News from Friends of the Turnbull Library
Historian Doug Munro of Wellington has been awarded the Friends of the Turnbull Library 2013 Research Grant of $10,000 to write a history of the New Zealand Opera Company 1954-1971.
‘Dr Munro’s work will cover an important period in the development of opera in this country from its early beginnings with single-act productions to a time when he says the New Zealand Opera Company became this country’s most important cultural institution after the National Orchestra,’ comments Rachel Underwood, President of the Friends.
Dr Munro has access to the extensive collections of the Alexander Turnbull Library which relate to his topic and which include the papers of his father, baritone singer Donald Munro, who has been called ‘the father of New Zealand opera’. In addition to accounts of the operas that were performed, Dr Munro plans to reveal what went on between productions and behind the scenes, the boardroom struggles and how the Opera Company functioned.
The Friends of the Turnbull Library Research Grant is intended to emphasise the distinctive contribution that a research and heritage library makes to public knowledge. It celebrates the significant role of ongoing research and publication based on the Alexander Turnbull Library collections and the knowledge of the staff. It is funded from income derived from two generous bequests, by David Bilbrough and Wesley (Bill) Secker.
The Friends received a number of high quality applicants for the grant this year. We look forward to increasing the size of the award as funds become available and encourage bequests for this purpose.
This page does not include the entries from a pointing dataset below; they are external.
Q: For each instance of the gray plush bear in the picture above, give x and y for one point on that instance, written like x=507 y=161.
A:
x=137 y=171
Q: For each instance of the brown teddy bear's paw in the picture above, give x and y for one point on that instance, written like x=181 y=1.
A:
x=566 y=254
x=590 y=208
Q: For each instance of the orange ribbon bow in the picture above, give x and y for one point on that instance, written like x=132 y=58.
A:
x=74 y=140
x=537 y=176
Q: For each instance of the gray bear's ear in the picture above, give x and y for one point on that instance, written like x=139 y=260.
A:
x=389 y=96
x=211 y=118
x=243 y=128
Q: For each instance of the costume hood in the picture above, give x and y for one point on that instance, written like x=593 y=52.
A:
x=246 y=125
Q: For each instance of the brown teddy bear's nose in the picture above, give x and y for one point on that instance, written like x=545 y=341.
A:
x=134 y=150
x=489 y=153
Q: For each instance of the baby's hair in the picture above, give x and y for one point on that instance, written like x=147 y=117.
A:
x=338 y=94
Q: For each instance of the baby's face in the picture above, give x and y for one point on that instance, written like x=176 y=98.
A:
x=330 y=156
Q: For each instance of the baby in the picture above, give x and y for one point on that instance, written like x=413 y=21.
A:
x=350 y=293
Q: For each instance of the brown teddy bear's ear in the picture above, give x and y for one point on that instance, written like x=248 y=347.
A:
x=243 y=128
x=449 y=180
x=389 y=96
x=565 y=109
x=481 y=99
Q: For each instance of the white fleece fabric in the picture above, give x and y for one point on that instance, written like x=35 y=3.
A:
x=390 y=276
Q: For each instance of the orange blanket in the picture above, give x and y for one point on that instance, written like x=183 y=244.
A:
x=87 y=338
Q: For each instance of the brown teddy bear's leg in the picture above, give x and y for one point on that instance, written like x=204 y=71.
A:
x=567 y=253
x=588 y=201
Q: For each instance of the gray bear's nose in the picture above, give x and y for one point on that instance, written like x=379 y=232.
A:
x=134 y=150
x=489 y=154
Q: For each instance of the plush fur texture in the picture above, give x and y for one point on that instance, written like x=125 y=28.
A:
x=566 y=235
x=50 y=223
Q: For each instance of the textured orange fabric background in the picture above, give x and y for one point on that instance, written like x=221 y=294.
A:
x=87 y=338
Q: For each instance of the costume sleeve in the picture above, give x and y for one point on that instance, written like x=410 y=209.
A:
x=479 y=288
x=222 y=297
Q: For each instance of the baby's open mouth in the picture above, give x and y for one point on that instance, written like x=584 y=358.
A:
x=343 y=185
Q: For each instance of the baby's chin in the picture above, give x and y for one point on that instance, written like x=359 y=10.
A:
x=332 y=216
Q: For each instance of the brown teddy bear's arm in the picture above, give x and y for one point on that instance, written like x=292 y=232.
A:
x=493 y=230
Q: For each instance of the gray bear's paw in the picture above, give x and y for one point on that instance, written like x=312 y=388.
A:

Previous grants have been awarded to Philip Norman for his biography of Douglas Lilburn; Tim Beaglehole for a biography of the historian JC Beaglehole; Alex Bremner to complete a study of colonial Anglican architecture; Paul Diamond for his photo-biography of Makareti (Maggie Papakura); Jennifer Shennan for her biography of dancer Poul Gnatt; Paul Meredith for a book based on the journey to England of the Māori King Te Rata in 1914; and to Philip Simpson for his book, Totara: Te Mahi a Rauru and to Charlotte Williams for a History of Relations between Māori and the National Party 1936-1996.